Чуковский одобрительно покачал головой.
— Нет, истинный дьявол придумал эту адову работу сочинительскую. Но зато какую же радость она способна доставить тебе, ежели что-нибудь путное ненароком вылупится.
Юрий Гальперин
ЛИТЕРАТУРНЫЕ ВЕЧЕРА
В первой же почте новорожденного — говорящего журнала «Литературные вечера» — были просьбы встретиться с Корнеем Ивановичем Чуковским.
И вот я в Переделкине, на втором этаже деревянной дачи, в просторном, светлом кабинете.
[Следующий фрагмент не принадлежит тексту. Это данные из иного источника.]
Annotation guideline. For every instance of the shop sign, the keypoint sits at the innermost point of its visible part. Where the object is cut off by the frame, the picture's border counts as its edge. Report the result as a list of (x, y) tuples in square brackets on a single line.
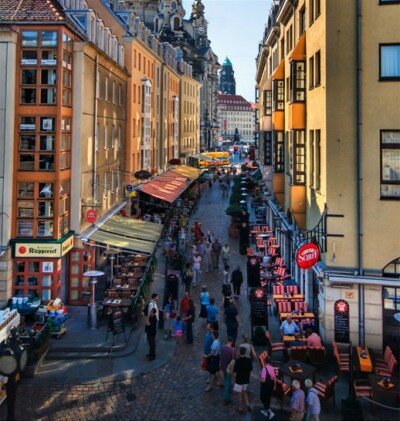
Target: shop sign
[(342, 321), (91, 216), (47, 267), (44, 249), (307, 256)]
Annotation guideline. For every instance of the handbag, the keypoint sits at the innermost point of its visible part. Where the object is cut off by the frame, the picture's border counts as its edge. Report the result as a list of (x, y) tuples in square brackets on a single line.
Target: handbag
[(204, 364)]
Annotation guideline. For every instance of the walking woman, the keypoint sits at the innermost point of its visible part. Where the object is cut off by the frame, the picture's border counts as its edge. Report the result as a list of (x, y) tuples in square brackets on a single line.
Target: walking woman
[(189, 319), (267, 386)]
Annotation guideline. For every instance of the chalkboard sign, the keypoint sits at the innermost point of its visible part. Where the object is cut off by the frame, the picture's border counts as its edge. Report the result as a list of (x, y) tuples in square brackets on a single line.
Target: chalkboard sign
[(259, 313), (342, 330)]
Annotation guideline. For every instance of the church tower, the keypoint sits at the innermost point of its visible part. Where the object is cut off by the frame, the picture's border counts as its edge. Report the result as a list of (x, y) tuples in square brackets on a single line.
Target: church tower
[(227, 83)]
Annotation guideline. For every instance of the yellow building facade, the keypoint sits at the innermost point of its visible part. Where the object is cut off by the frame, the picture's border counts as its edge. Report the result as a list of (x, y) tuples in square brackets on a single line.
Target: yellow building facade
[(328, 83)]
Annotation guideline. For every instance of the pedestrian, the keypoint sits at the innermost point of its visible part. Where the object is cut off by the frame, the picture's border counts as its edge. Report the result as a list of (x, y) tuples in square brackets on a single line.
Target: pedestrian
[(189, 319), (313, 403), (151, 331), (297, 402), (250, 352), (227, 356), (237, 280), (169, 315), (215, 253), (232, 320), (214, 361), (187, 276), (267, 386), (184, 304), (153, 304), (212, 314), (242, 370), (207, 257), (178, 330), (196, 269), (204, 303), (226, 285)]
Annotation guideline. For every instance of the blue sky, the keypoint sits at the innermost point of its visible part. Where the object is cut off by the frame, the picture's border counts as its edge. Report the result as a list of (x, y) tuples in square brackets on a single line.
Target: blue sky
[(235, 28)]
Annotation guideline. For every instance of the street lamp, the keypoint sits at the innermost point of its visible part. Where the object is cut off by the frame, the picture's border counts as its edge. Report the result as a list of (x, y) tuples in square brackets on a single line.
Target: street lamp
[(93, 275)]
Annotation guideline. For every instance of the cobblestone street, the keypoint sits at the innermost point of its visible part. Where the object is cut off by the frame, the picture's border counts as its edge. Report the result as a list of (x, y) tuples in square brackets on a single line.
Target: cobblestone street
[(176, 391)]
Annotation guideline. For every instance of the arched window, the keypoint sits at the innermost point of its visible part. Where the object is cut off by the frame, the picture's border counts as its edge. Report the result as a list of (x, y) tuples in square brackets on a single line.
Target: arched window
[(177, 23)]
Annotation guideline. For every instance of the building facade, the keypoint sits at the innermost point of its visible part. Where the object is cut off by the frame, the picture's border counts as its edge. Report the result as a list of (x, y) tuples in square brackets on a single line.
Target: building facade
[(236, 117), (331, 164), (166, 19), (227, 82)]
Очень высокий, улыбчивый, весьма подвижный для своих восьмидесяти лет, Корней Иванович без тени покровительства выслушивает мой рассказ о предполагаемой программе и, когда я включаю микрофон, говорит:
— Я уже работаю в литературе шестьдесят четыре года. И, конечно, бывал во многих литературных кружках. Тогда мне часто хотелось бы, чтобы в нем было не десять — двенадцать человек, а немножко больше. Вот бывал литературный такой кружок у Ильи Ефимовича Репина, случалось собираться для чтения стихов у Маяковского, и всегда жалеешь, почему же стены эти не раздвинуты, почему это только некоторым людям выпадает счастье присутствовать на таких блистательных встречах, часто западающих навсегда в душу, получать такие редкостные впечатления. И вот оказывается, что радио и здесь пришло на выручку, теперь маленький литературный вечерок может стать колоссальным, мы даже не можем себе представить того здания, где вместились бы все эти миллионы людей, пришедших на наш литературный вечер.
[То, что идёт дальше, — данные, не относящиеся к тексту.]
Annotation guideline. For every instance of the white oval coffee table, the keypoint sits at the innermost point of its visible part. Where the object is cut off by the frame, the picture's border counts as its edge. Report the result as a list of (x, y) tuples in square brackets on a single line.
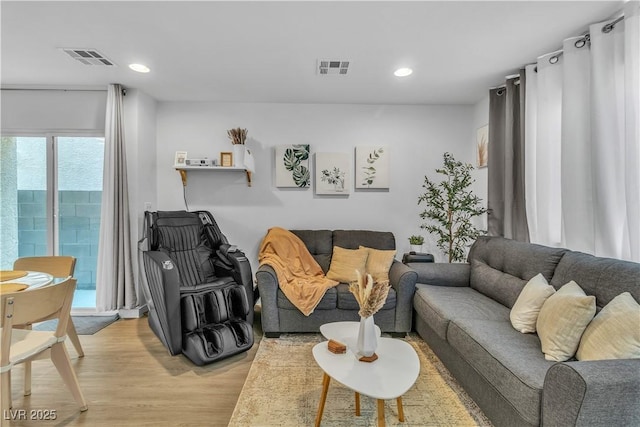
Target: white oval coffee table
[(388, 377)]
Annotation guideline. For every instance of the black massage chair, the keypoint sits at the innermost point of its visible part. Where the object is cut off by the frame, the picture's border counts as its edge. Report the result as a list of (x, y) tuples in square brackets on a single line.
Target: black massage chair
[(199, 288)]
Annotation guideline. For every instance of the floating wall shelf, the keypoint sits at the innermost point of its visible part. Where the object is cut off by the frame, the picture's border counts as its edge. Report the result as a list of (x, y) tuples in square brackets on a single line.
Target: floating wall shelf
[(183, 171)]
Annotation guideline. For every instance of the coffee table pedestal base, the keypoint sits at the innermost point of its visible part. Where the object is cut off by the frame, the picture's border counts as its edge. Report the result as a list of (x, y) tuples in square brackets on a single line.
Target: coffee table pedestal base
[(326, 379)]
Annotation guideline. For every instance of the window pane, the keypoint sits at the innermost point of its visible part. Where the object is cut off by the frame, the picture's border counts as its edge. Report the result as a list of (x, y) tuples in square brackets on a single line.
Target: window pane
[(23, 194), (80, 162)]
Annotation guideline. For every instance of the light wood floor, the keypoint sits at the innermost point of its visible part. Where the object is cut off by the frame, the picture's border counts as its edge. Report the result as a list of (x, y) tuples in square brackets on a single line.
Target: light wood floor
[(129, 379)]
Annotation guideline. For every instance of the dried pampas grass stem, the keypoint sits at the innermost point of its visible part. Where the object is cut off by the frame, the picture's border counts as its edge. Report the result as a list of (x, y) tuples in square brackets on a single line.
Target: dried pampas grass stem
[(369, 294)]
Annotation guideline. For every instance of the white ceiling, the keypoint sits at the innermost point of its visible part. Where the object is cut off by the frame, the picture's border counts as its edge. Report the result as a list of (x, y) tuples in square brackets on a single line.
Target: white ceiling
[(266, 51)]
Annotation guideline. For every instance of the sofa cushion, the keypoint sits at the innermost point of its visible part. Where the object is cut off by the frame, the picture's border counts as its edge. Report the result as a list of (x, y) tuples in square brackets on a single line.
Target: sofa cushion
[(614, 333), (595, 276), (509, 360), (501, 267), (346, 300), (328, 301), (379, 262), (438, 305), (524, 313), (562, 320), (500, 286), (320, 245), (519, 259), (346, 263), (353, 239)]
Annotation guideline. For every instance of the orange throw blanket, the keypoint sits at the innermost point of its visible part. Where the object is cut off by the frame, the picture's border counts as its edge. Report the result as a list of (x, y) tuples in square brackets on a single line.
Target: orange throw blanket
[(300, 277)]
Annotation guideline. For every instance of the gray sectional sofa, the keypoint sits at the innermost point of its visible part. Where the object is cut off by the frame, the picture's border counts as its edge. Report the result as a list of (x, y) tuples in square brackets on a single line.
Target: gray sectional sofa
[(462, 311), (279, 315)]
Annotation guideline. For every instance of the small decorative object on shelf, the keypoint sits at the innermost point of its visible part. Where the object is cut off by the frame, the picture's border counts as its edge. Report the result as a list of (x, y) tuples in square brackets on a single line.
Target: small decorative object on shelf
[(371, 297), (416, 243), (226, 158), (238, 136)]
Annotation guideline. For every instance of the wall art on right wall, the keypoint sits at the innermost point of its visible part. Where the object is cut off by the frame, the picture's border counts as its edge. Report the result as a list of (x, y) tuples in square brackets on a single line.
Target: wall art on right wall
[(372, 167), (292, 166), (332, 173)]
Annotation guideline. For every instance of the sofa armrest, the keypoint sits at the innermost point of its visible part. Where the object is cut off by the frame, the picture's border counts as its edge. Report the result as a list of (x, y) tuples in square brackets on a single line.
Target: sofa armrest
[(442, 274), (268, 289), (403, 280), (592, 393)]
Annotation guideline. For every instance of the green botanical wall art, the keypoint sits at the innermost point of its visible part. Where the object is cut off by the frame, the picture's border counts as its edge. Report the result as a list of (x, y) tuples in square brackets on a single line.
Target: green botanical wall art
[(292, 166), (372, 167), (332, 173)]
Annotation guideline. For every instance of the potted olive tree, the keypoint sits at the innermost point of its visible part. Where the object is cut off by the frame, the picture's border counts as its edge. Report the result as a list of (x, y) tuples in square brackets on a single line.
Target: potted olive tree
[(450, 207)]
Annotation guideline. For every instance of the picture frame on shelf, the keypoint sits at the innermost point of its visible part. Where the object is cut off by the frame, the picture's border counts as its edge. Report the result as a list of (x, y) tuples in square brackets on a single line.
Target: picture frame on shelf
[(180, 158), (226, 158)]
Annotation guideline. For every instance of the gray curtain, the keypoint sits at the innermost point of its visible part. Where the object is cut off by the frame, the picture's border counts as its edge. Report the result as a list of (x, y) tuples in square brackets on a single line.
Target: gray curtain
[(507, 215), (115, 286)]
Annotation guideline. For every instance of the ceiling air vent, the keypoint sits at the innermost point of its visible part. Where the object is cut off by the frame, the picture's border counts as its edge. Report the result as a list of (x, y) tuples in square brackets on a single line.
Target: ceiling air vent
[(89, 57), (332, 67)]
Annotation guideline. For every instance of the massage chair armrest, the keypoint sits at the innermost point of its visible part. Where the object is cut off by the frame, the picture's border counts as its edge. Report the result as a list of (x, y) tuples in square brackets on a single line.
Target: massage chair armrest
[(163, 299), (442, 273), (590, 393), (403, 280), (238, 262)]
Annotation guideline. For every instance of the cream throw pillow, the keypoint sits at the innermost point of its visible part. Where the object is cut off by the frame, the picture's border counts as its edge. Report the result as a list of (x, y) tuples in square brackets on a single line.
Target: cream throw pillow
[(562, 320), (345, 262), (524, 313), (378, 263), (614, 333)]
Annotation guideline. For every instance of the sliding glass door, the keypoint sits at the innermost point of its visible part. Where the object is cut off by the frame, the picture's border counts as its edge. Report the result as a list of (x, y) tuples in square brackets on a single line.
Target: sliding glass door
[(51, 194)]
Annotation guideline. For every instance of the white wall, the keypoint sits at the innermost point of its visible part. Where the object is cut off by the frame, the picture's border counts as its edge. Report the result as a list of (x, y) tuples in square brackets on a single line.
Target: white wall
[(417, 137)]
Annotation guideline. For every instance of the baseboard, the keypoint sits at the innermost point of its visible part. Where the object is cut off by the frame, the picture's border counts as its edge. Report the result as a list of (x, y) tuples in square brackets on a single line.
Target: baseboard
[(133, 313)]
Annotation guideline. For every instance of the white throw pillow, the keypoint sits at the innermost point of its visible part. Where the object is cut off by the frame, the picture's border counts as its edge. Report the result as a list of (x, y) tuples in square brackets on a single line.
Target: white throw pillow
[(562, 320), (524, 313), (614, 333)]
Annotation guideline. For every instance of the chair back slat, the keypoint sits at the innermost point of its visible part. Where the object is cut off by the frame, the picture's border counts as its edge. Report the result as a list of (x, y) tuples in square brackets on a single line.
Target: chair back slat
[(57, 266), (47, 302)]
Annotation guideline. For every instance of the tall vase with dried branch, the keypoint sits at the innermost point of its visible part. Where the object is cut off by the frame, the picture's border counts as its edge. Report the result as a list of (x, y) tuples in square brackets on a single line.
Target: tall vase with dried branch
[(238, 137), (370, 296)]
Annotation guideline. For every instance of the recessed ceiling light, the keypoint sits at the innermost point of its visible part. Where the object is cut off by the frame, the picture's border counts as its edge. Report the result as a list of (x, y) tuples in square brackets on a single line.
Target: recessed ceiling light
[(139, 68), (403, 72)]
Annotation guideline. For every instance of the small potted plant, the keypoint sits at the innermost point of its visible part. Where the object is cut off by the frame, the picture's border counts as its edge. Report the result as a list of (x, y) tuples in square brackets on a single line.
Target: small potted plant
[(416, 243)]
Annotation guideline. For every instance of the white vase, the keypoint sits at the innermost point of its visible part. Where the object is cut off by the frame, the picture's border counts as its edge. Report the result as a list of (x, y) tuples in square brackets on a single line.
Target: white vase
[(238, 155), (367, 339)]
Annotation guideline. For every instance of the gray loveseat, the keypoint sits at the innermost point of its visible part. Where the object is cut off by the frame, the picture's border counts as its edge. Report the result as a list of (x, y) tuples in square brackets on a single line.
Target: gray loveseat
[(462, 311), (279, 315)]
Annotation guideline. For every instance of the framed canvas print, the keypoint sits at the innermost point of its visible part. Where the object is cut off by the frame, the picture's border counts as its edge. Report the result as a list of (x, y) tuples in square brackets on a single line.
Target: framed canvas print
[(292, 166), (332, 173), (372, 167), (482, 141)]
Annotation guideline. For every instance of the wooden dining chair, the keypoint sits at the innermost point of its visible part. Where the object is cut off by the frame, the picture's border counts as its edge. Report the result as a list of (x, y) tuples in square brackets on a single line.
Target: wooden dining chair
[(24, 345), (60, 266)]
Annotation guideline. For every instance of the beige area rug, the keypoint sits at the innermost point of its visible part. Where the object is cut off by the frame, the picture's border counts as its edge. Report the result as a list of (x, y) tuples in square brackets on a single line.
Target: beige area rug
[(284, 384)]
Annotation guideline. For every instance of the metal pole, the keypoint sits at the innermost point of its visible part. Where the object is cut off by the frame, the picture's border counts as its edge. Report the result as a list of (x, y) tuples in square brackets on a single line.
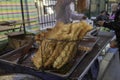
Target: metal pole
[(22, 12)]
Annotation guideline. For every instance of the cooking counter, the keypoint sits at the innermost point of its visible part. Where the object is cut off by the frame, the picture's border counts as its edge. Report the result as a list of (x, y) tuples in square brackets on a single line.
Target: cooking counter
[(78, 73), (83, 67)]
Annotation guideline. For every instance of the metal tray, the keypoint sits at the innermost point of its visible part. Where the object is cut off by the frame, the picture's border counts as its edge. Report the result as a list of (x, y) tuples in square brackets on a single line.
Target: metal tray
[(64, 72)]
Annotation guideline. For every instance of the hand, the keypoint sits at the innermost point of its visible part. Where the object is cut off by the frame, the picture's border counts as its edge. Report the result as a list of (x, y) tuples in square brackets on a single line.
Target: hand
[(100, 23)]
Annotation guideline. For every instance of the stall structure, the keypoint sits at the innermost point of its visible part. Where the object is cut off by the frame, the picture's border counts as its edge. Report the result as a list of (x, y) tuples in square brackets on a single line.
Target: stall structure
[(19, 59)]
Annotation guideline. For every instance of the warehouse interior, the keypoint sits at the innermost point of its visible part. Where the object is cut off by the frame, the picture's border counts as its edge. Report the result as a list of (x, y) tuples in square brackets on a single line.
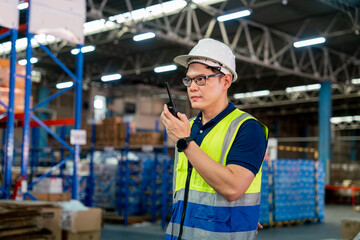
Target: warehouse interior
[(80, 112)]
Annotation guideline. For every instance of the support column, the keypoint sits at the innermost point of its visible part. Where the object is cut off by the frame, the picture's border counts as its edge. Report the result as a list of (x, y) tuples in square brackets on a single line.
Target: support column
[(325, 112), (9, 139), (43, 94), (78, 109)]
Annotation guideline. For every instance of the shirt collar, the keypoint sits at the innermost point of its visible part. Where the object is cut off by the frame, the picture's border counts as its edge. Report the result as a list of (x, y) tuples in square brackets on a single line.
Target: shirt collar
[(220, 116)]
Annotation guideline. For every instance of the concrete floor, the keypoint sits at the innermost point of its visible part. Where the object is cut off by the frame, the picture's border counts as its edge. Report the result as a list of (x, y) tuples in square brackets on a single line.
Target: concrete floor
[(329, 230)]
И я, как старейший, восьмидесятилетний литератор, конечно, от всей души приветствую это и, так сказать, благословляю.
И я охотно буду приходить на ваш вечерок, — заключает Чуковский, — если позволите, могу почитать отрывок из своей новой работы о переводах Шевченко, можно из книги о Чехове. Потом и до «Чукоккалы» доберемся.
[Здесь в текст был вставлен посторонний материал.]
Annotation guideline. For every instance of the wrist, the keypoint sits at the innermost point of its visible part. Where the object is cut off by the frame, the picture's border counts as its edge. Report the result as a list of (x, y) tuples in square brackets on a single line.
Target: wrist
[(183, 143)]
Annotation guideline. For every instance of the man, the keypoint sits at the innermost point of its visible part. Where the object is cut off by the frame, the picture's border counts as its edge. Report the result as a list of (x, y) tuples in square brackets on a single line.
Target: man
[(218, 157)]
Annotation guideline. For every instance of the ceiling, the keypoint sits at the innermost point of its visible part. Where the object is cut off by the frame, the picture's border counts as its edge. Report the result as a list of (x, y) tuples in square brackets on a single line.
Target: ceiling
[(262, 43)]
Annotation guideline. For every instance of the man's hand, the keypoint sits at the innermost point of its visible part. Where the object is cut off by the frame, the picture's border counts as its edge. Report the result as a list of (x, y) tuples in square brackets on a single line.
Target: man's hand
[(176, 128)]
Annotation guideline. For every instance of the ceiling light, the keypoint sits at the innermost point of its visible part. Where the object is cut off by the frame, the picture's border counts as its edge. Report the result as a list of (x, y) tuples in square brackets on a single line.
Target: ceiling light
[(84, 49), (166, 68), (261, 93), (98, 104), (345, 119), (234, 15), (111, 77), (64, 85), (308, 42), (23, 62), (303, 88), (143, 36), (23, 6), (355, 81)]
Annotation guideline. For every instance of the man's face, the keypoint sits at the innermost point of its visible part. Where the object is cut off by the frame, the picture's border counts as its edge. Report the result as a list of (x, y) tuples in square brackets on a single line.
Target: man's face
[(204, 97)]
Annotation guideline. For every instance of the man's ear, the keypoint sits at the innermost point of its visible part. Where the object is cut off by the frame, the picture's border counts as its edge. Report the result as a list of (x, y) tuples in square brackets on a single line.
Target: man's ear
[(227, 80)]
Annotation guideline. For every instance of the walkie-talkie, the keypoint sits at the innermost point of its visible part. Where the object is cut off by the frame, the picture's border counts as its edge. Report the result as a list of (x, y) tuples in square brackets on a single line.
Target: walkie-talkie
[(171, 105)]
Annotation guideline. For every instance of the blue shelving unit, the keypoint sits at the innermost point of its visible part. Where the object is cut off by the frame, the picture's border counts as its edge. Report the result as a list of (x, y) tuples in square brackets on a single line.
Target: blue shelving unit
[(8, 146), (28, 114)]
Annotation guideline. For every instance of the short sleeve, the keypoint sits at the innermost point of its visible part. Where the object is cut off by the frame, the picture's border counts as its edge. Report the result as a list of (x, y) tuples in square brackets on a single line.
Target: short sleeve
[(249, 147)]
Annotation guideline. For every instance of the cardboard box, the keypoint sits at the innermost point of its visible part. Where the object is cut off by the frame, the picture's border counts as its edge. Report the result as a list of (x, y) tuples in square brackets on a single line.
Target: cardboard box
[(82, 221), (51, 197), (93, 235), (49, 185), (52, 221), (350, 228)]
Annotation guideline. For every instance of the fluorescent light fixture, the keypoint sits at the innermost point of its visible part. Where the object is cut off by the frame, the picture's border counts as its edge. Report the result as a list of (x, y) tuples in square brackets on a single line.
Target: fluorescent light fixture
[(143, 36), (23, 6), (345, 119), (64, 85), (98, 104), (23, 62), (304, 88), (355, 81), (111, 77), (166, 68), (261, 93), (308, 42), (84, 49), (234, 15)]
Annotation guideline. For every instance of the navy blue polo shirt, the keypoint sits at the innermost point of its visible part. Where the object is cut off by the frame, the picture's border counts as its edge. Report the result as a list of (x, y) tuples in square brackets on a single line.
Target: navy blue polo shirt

Я несказанно обрадован щедростью и отзывчивостью Корнея Ивановича.
Потом я часто буду приходить в этот кабинет, часами слушать рассказы Корнея Ивановича, записывать их.
Происходит это всегда одинаково. Почему-то полагая, что перед микрофоном дар рассказчика оставит его, Корней Иванович тщательнейшим образом готовится к каждому выступлению. Мелким, бисерным, очень четким почерком набросан конспект, в нужных книгах, рукописях сделаны закладки.
Все это собрано на маленьком столике у широкого дивана, горит уютная лампочка-грибок под красным абажуром. Я сижу напротив на кончике глубокого кресла (иначе пришлось бы развалиться в нем, что неприлично, да и неудобно).
На столик водружен микрофон.
Если мы собираемся работать после прогулки, то Корней Иванович снимает свои ботинки со скрипом, чтобы не «вмешивались» в беседу (они в этом замечены), и надевает огромные клетчатые тапочки.
— Подождите, мой дорогой, — останавливает Корней Иванович, услышав, что я прошу звукооператора приготовиться к записи, — что-то неважно голос звучит. Попросим у Кларочки чаю, да и вы заодно выпьете.
— Гм… гм… — откашливается Чуковский, — тра-ля-ля-ля… А? Дребезжит, скрипит старичок.